2020’de salgın riski ve inşaat sahasında çok sayıda vakaya rastlanmasına rağmen Akkuyu Nükleer Santrali inşaatının yapımına devam edildiğine işaret eden Ekosfer Derneği’nden enerji uzmanı Özgür Gürbüz, projenin ekonomik açıdan da risk taşıdığını vurguluyor: "Bu santral projesi iptal edilmezse, Rus şirkete verilen piyasa elektrik fiyatının dört katını bulan alım garantisi nedeniyle, Türkiye köprülere verilen yüksek alım garantileri sonucunda olduğu gibi ciddi bir zarara uğrayacak."
Akkuyu Nükleer Santrali devreye girdiğinde Akdeniz gibi önemli bir turizm bölgesi ve milyonlarca insan da nükleer kaza riskiyle birlikte yaşamak zorunda kalacak. Sinop'ta ise nükleer santralin pahalı olması ve hükümetin bu maliyeti karşılamak istememesi üzerine Japonya projeden çekildi. Ancak, ortada "kamuoyuna açıklanan bir şirket olmamasına rağmen" ÇED süreci devam etti. Sinop'taki proje de, Akkuyu gibi halkın itirazlarının ciddiye alınmadığı ve başından itibaren hukuksuzluk tartışması yaratan bir proje.
Ülkedeki termik santral projelerine de değinen enerji uzmanı Gürbüz, 2020’de yargı kararları, salgın ve ekonomik krizin birleşmesiyle yeni kömür santral projeleriyle ilgili haberlerin azaldığını söylüyor. Ancak bunun hükümetin politikasının değiştiği anlamına gelmediğini de hatırlatıyor.

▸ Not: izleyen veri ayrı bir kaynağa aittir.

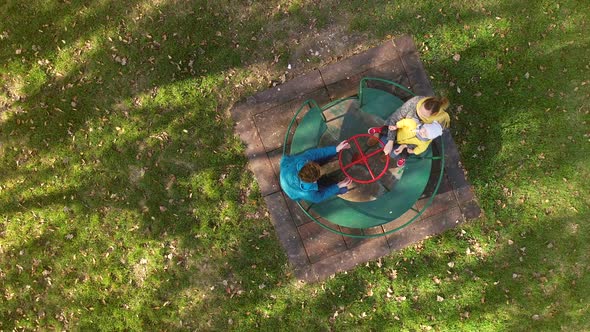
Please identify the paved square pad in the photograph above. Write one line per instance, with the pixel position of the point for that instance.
(262, 121)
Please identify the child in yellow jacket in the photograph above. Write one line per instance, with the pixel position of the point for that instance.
(413, 136)
(410, 135)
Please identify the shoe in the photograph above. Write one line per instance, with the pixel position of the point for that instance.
(372, 141)
(375, 130)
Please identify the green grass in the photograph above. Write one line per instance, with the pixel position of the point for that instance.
(126, 204)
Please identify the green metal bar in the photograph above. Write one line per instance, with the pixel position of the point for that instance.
(310, 102)
(400, 227)
(363, 235)
(365, 79)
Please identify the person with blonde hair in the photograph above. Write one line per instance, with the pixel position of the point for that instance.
(422, 109)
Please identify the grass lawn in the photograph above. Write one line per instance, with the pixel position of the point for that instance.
(126, 204)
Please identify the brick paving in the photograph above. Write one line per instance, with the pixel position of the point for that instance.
(314, 252)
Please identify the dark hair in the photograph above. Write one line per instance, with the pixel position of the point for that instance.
(436, 104)
(310, 172)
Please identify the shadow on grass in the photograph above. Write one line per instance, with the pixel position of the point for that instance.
(161, 165)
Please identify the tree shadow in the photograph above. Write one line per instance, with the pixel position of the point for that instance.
(146, 170)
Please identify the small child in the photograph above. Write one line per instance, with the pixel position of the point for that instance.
(410, 135)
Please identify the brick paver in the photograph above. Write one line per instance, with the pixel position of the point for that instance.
(262, 121)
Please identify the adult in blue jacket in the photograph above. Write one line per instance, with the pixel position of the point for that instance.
(300, 174)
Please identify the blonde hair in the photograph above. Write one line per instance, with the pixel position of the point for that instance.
(436, 104)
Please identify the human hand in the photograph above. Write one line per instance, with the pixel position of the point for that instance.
(344, 183)
(342, 145)
(388, 147)
(400, 149)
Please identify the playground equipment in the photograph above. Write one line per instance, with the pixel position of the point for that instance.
(378, 197)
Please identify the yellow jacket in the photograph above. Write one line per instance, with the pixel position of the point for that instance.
(406, 134)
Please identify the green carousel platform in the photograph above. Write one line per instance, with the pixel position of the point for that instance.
(371, 220)
(366, 205)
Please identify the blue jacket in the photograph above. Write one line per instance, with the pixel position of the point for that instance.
(297, 189)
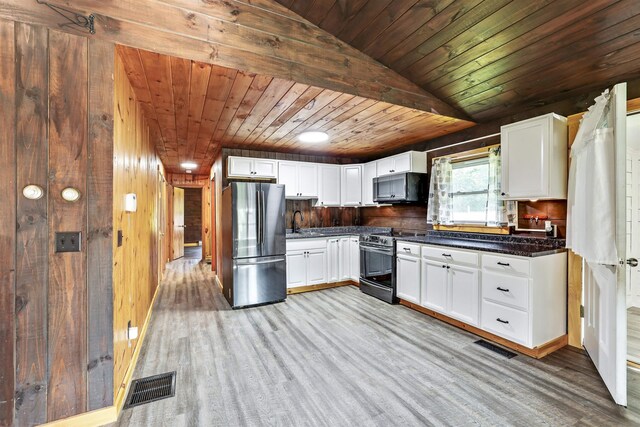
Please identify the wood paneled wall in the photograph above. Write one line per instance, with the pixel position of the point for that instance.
(136, 170)
(56, 116)
(193, 215)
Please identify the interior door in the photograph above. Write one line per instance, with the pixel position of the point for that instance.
(178, 223)
(605, 321)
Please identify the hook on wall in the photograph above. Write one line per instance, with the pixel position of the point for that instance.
(85, 22)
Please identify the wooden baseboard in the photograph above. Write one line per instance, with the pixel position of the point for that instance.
(99, 417)
(124, 387)
(537, 352)
(301, 289)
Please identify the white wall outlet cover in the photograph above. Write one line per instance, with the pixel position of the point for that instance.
(132, 333)
(130, 202)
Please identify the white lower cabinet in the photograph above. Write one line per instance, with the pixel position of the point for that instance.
(333, 260)
(318, 261)
(306, 262)
(521, 299)
(408, 278)
(451, 290)
(354, 258)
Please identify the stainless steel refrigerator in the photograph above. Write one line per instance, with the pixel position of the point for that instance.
(253, 244)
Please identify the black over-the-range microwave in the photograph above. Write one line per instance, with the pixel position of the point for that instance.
(408, 187)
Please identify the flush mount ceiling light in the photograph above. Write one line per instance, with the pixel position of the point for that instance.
(313, 137)
(70, 194)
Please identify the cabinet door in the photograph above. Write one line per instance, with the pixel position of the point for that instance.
(240, 166)
(345, 256)
(464, 294)
(408, 278)
(329, 185)
(354, 258)
(333, 261)
(296, 269)
(434, 285)
(369, 172)
(316, 266)
(352, 185)
(265, 168)
(288, 175)
(385, 166)
(525, 162)
(308, 179)
(402, 162)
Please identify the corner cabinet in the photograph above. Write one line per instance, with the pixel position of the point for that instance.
(534, 158)
(411, 161)
(247, 167)
(328, 185)
(351, 185)
(300, 179)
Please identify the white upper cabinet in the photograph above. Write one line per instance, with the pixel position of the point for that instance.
(247, 167)
(369, 172)
(411, 161)
(300, 179)
(351, 193)
(534, 158)
(328, 185)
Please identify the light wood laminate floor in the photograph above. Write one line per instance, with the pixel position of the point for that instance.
(338, 358)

TEMA Vakfı da termik santral projelerini yakından takip ediyor. Vakfın yönetim kurulu başkanı Ataç, tarımsal SİT alanı ilan edilmiş alanlarda dahi termik santral projelerinin planlanmasından şikayetçi. Ancak Ataç mahkemelerden bu konuda olumlu haberler de çıktığını kaydediyor ve "Çanakkale Yenice, Eskişehir Alpu ve Ankara Nallıhan’dan iyi sonuçlar geldi." diyor.